Ax Head


On view at The Met Fifth Avenue in Gallery 373

Although the collection of the Department of Arms and Armor numbers approximately 14,000 objects, the Museum has comparatively few examples of early medieval European armor or weapons, and even fewer with a large degree of decoration or in non-excavated condition. This Scandinavian axe head, therefore, makes an important addition to the collection as a fine medieval piece and in particular for being the first elaborately decorated Viking axe head to become part of the permanent collection. Decorated weapons – swords, axes, spears – were the most highly valued possessions of Viking men, essential as symbols of their rank and status within society, in addition to serving as functional fighting equipment.

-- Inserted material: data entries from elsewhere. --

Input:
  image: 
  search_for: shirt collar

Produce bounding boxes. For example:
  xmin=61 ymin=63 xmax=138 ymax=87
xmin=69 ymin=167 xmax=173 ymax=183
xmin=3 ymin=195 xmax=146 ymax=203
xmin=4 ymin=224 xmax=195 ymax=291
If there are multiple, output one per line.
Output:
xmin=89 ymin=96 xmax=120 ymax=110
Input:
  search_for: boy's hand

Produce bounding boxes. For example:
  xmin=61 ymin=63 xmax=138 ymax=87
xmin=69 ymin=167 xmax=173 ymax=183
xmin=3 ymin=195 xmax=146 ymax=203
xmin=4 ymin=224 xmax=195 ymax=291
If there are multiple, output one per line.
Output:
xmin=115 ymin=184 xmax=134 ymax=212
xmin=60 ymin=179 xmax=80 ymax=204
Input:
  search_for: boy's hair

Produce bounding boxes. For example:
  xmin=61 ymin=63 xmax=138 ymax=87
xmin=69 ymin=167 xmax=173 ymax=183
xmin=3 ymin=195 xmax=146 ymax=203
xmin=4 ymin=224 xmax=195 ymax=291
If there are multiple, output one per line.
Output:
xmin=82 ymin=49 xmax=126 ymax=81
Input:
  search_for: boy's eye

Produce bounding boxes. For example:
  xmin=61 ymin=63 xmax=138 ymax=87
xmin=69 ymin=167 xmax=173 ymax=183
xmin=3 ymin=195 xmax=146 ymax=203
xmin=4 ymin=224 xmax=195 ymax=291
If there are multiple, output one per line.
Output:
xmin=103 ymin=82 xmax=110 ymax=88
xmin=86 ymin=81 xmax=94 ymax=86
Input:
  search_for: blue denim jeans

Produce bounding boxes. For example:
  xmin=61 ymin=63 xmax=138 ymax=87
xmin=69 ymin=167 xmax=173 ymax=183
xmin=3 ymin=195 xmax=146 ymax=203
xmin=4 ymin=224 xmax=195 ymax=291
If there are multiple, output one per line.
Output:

This axe head is an excellent example of the broad axe form, and is rare and significant for the extent and intact state of its scrollwork ornament, richly inlaid in silver wire.

The form and construction exemplify all the features that define and distinguish this type of axe head. The cutting edge, or bit, curves in an arc from the toe to the heel; the top edge of the body is slightly longer than the bottom, making the head asymmetrically biased towards the toe. Both edges narrow into a short neck, which develops into the socket. The lower edge of the socket extends into a short rounded point or lappet. Other than a broad plain band along both sides of the cutting edge, the axe head is decorated overall with silver wire inlay in scroll and linear patterns.